The transition back into the academic year is often a bittersweet time for many. For kids and college students, it signifies the end of flexible schedules for traveling, sleeping in or earning some money and work experience. Yet, it also means you’ll be reunited with friends and, thus, with all the social commitments that come with that. For parents, it’s both a relief to know that for 8-9 hours of the day, you don’t have to worry about where your kids are or what they’re up to, but you also must be more rigorous about the morning and night-time routines, packed lunches and coordinating multiple people’s schedules in one day. All this excitement can be overwhelming for anyone, so here are a few ways to mitigate the madness that is back-to-school season.
Ask for Help
Whether it comes from your partner or spouse, a close friend that you trust or even your kids; help is a must to get through the day. Plan ahead with your partner for who is picking up and dropping of the kids when and where before the start of the week. If your children are old enough, have them pack their own lunches (with your specific guidelines for them) the night before – this is also an easy way to avoid the classic “I didn’t like what you packed for me issue.” If something comes up at work that requires you to stay later than planned, have a close friend or family member on speed dial that you know can help you pick up the kids or drop them off at extra curriculars if need be.
Become the Student
What this really means is being as involved as possible in the scholastic life of your child. Know what the classroom and homework rules and expectations are for the year. This will keep you, your child and their teachers on the same page and avoid confusion, missed assignments and possibly even angry letters. This can be done by simply making it a rule that assignments for the week are posted on the fridge or a central location in your home every Monday so that there are no excuses for letting them slip your mind.

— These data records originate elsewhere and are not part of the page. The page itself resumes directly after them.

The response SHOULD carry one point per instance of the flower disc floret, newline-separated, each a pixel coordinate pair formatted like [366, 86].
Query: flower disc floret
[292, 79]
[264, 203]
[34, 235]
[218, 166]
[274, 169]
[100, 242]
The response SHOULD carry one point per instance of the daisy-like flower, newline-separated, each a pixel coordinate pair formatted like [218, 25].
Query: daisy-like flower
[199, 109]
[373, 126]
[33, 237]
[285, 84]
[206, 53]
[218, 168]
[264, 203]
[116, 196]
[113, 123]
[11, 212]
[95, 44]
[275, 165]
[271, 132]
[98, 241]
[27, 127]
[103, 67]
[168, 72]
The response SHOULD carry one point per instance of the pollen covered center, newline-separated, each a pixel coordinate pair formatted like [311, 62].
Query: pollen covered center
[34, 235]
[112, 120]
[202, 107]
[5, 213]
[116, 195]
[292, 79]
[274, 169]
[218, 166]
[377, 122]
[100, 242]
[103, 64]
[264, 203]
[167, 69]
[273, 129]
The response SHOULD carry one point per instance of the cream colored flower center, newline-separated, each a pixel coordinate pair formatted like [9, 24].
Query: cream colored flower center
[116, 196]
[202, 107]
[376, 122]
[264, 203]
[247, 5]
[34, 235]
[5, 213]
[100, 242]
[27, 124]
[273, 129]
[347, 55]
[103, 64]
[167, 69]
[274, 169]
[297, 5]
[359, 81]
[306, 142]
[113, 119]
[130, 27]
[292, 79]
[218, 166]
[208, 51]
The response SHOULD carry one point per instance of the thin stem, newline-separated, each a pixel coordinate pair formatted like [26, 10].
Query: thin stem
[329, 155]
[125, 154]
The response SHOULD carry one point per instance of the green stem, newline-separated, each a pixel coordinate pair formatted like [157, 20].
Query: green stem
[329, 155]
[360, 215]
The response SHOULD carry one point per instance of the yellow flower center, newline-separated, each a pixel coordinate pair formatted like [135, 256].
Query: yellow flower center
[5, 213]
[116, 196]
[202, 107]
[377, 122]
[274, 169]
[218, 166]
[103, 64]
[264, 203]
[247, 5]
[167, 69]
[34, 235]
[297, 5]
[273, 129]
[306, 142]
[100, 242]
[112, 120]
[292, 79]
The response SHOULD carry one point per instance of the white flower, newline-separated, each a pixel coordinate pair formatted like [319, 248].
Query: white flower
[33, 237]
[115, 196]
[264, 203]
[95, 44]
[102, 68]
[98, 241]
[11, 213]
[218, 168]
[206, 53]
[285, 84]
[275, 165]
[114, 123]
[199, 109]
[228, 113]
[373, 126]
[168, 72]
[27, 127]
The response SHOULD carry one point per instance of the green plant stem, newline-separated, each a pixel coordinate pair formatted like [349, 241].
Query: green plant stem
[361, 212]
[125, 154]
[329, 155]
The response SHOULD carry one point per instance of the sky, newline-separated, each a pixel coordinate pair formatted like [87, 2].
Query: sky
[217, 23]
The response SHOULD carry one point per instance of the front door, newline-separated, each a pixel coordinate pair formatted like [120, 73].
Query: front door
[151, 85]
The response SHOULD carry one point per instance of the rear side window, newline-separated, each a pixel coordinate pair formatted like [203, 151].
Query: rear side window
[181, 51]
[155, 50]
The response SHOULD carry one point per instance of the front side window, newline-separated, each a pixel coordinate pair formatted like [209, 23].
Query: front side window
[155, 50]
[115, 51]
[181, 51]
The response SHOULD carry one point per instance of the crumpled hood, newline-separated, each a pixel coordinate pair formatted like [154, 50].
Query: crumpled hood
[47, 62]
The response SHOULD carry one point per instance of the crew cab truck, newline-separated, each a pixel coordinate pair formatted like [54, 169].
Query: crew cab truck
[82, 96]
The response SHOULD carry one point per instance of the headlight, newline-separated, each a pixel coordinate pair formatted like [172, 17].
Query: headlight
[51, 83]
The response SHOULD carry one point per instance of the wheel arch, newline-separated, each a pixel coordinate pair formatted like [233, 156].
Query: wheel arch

This holds for parents and kids alike. Knowing when to say “no” to invitations to volunteer, chaperone or attend PTA meetings is important not just for your mental health as a parent, but also to ensure that when you do have free time, you are spending it on what matters – family and self-care. Try not to overschedule your kids, either. While extracurriculars and athletics are important for raising well-rounded and globally-conscious children, instilling the importance of having down time to just chill with friends, play outside or explore more organically occurring interests can never happen too early in a child’s life.
For College Students
Get Into a Healthy Routine Early
Once classes start up, it can be easy to fall into the trap of all-nighters and sleeping in too late. Being cognizant of your sleeping patterns in the summer – when you still have a chance to adjust them – is one of the best things you can do for your mental health and academic acumen. Two to three weeks before you move in, start going to bed a little earlier and earlier each night. Of course, there may be some times during the school year when late nights are unavoidable and sleeping in is well-deserved, but having a sense of regularity for your sleeping patterns can bring balance to the rest of your day.
Students spend a large amount of their days sitting down, whether they’re in class or studying in libraries and cafes. A stationary lifestyle is a risk factor for a host of chronic and acute conditions, including obesity and deep vein thromboses. Not to mention, staring at a screen or book all day without any breaks in between would give most people cabin fever. Try to get outside or to a gym, even if it’s just for a 30-minute interval, or take a walk around the campus. Fresh air and a rush of adrenaline can provide bursts of energy that restore you in a way regular caffeine cannot. Also make sure to use some of those breaks to catch up with those friends you’re so glad to be reunited with!